Text messages found on Panahi’s phone sent a few days before her and her family’s death also expressed a preference for traveling by truck, but said the family did not have the money to do so. “If we want to go with a truck, we may need more money than we don’t have,” the text said.

Amir said the family was in a part of the boat covered with a glass roof, which formed a cabin area. His location on the ship may have contributed to his death.

“On the shore, the weather didn’t seem so bad,” Amir said. “But when we went out to sea it was very bad.”

The ship reportedly capsized about 2 km off the French coast with winds of up to 57 mph and waves of 5 feet. When the ship capsized, a search and rescue operation was mounted involving four French ships, a Belgian helicopter and a French fishing boat.

Some people who were rescued were taken to hospital with hypothermia after being in freezing conditions and there were reports that two people suffered cardiac arrests.

“They didn’t take us to the hospital. Fortunately we are both good swimmers. We went back to the jungle, ”Ali said. “I was very traumatized and needed to see a psychologist, but there was no one like that in the jungle to talk to.”

The two men did not want to get back into a boat after the tragedy.
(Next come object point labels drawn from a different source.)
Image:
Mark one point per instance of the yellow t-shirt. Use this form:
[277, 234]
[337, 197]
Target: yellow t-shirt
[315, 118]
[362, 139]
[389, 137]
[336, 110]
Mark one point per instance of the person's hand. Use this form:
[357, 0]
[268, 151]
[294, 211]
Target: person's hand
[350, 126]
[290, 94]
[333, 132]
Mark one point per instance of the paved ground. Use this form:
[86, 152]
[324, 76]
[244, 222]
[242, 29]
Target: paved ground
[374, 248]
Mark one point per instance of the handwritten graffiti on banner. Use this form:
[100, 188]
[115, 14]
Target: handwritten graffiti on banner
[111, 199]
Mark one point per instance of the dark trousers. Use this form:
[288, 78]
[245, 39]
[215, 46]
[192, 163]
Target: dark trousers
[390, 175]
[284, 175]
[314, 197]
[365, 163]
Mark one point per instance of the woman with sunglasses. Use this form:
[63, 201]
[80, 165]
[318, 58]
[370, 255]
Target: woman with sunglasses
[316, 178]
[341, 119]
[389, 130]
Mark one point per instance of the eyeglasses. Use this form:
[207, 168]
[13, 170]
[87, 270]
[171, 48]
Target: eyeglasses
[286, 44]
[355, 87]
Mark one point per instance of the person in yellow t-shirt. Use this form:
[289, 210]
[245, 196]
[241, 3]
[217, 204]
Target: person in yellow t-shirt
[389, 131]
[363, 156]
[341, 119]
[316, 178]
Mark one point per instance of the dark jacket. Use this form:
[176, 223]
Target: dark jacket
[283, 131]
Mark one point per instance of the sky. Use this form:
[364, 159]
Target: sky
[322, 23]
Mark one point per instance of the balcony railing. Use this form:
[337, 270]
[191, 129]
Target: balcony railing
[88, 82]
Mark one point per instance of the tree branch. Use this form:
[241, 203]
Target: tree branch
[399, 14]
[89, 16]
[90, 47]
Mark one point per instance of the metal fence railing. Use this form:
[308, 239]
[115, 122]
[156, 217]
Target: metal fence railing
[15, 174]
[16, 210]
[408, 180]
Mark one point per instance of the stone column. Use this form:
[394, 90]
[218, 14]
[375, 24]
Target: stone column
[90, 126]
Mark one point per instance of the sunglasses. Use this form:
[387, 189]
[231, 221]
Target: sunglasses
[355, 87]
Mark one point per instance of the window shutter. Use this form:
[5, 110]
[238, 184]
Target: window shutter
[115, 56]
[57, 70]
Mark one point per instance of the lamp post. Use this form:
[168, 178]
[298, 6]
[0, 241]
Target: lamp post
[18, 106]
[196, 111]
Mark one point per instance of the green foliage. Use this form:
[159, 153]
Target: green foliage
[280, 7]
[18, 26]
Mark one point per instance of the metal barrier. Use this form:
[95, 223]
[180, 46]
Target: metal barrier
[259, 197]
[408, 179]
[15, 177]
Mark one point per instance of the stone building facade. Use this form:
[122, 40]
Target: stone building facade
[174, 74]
The smugglers told them they would be taken by truck for their second attempt to reach the UK. But they were deceived a second time and once again forced into a boat.

Ali said: “I was so terrified to go on a boat, but again the smugglers forced us. The trip lasted seven to eight hours and my legs did not stop shaking during the whole trip ”.

Both men had been involved in a Kurdish political organization in Iran that campaigned for the freedom and human rights of the Kurds, a persecuted minority in Iran and other countries in the region.

“We had no choice but to flee,” Amir said. “If the Iranian authorities had caught us, it would have been jail and the death penalty. People criticize us for coming to the UK but they don’t understand that we don’t choose the country we come to and that we don’t choose the route. Smugglers do that. The last thing my family said to the traffickers before I left Iran was ‘just take him to safety.’